Do we need a teacher?

Everything that is around us steps onto the ladder of change with varying manifestations. The perils of embracing and accepting these changes observed throughout always define and represent the ‘pulse of times’. The ticks of the time have been moulding the societies altogether as the aphorism of ‘learning through history’ resonates well.

Just wondering about the same, the exalted and highly revered profession of teaching has also been tested in the vicissitudes of time. A teacher that we imagined and saw is very different. A change in any phenomenon can be a catalyst or a slide down the regressive slumps depending upon the final form of what a change begets.

   

The teacher as a model of nation builder and an epitome of wisdom has seen a radical transformation when it comes to its contemporary positioning in society. Simply being said much can transpire through the meat of the debate about the status and relevance of teacher in a society. But one thing that is ominous and well delineated is the hybrid mode of teaching and the enforced or dicey nature of getting a government job. We hardly can see an urge or passion when it comes to teaching as a full time profession. A simple illustration of this can be well drawn when the comparative analysis is done vis-a-vis other professions that receive much traction in the career landscape specifically in Kashmir and generally in other parts of world as well.

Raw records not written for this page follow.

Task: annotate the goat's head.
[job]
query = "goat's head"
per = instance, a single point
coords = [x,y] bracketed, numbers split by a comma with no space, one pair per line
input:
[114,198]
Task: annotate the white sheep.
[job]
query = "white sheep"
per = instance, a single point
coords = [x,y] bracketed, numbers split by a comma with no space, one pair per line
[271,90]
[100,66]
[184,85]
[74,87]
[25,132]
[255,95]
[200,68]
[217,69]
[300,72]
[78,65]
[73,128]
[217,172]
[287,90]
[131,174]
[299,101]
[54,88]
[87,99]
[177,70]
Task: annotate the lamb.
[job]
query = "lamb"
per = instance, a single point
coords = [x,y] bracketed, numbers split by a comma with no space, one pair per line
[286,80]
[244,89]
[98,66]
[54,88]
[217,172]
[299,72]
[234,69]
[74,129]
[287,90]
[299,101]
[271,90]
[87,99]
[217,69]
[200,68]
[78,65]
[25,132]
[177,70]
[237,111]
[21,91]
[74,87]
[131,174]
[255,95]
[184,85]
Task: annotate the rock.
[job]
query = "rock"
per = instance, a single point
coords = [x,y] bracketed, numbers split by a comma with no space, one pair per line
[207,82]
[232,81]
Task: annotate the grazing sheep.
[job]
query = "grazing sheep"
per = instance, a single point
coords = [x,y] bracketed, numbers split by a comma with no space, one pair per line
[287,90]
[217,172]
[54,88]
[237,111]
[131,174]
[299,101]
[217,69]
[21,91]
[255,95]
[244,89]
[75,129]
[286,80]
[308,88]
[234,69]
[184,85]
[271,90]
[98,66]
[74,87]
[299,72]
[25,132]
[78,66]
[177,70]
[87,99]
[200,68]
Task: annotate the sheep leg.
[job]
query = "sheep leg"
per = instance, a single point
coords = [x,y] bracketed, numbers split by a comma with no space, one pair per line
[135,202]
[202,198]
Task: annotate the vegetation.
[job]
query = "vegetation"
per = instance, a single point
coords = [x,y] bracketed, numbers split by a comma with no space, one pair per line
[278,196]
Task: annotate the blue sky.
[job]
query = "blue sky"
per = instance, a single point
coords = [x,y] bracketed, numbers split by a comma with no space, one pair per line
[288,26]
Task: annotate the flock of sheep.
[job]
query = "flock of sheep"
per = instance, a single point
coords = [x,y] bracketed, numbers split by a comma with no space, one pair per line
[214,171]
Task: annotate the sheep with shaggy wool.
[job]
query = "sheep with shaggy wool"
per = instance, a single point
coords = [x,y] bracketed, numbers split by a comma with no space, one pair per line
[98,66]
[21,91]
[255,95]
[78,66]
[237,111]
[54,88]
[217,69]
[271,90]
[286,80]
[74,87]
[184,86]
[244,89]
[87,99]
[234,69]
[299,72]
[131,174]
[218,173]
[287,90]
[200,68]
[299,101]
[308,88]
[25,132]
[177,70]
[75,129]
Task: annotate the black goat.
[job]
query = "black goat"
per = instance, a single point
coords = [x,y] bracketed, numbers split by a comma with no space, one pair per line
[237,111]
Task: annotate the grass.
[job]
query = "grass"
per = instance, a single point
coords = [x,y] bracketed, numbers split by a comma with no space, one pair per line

Why is it like that, and how can we overcome this wedge that is deepening. Has the vice of capital crept in into this holy profession as well. How can we not compare a person whose dedication and gold standards of being a ‘complete teacher’ were seen in most of the phases in our life than now. Just picturise a teacher in your mind these days and what is the first word that comes up and I am afraid I can just see vividly ‘scared and scarred’; is the visualisation my mind. Take any student, just a miniscule would be having a positive answer. And emotional and reverential aspect is important but facts value much higher. Sometimes radical acceptance takes us to the real feelers of the truth than the socially drawn markers that are far-fetched from the reality.

What we receive now is a content which was a spring of wisdom seasoned and laced with experiential and sustained lessons for way of life then. I hardly remember anything that has been with me when it comes to the pedagogical delivery which has given me a path of auto-didacticism which has been the beautiful phase of my life until now.

I am surprised by the common perception or in a way misperception of the fact that teacher being a figure that can be seen in a school only or some kind of a figurehead dealing in number crunching. In contrast I have learnt much about the life and the tumultuous struggles that become a part of it from the people who haven’t read a word. Well they are largely bracketed as illiterate or unlettered which seems offensive to me. When it comes to learning and unlearning of things diversity chips in as opposed to the monopoly of social hierarchies.

During the Covid-19 times and post that too the role of a teacher has seen a paradigmatic shift. There is a situational adjustment and adaptation in vogue as the learner- teacher equation hazards new challenges. Much has been written and said about it but in any circumstance can the role of teacher be undermined, no matter how much technological progress is there.

A strange and rather emancipative lining can be discerned through the ‘zoom culture’ during pandemic times; that there was democratisation of knowledge as far as accessibility is concerned. I am sure most of the people may have been part of teaching/learning exercises across the world which was nearly impossible in the times with in-person mode.

The dialectics of teaching have been mostly disciplined to the codified regimens of a syllabus as the teacher who goes beyond that is considered a heretic. Why can’t the teacher in the real sense of term has the agency of crafting a student according to his interests and psychological predispositions instead of a time bound haste of ‘syllabus finishing’ mindset as if he is slogging in the final overs of a cricket game.

The categories of teachers from a primary to higher education level is different and given the stress on higher education scenario in Kashmir, much needs to be done on primary/secondary level. As Ajaz-ul-Haque wisely wrote in one of his articles, “School Education is the foundation on which the Higher education rests. In public health policies infant mortality is a greater concern than standard of living. Only when children survive,they can avail the amenities of life when they are adults .Here same analogy also works. Better higher education is an ideal concept without a better school education. It’s base first,face comes later”.

From the observational evidence, there is to a large extent erosion and degradation of teaching environs in some instances which can be disastrous in the long run. There is an urgent need for the much required re-envisioning and re-designing of the values of what it means to be a teacher and how it can be either a creative or destructive pursuit. The urgency of moulding and shaping the students in both the specified knowledge and most importantly in the lessons of navigating the turbulent phases of the life.

In a more strange way of putting it, ‘teacher’ has always been there and has survived and stood test of times but has it remained the same is a question that will be answered in the times to come. The kind of contactless and virtual marathon we are in, there is a need to adapt to the changing modes of teaching and side by side imparting the moral and existential teaching as well. In a way we are humans first then the teachers/gurus/ustaad and once we have that spirit in ourselves we surely will be shaping up the future that pays back the humanity with the same values of humanity. And then someone said from the virtual dystopian ‘Do we need a Teacher’.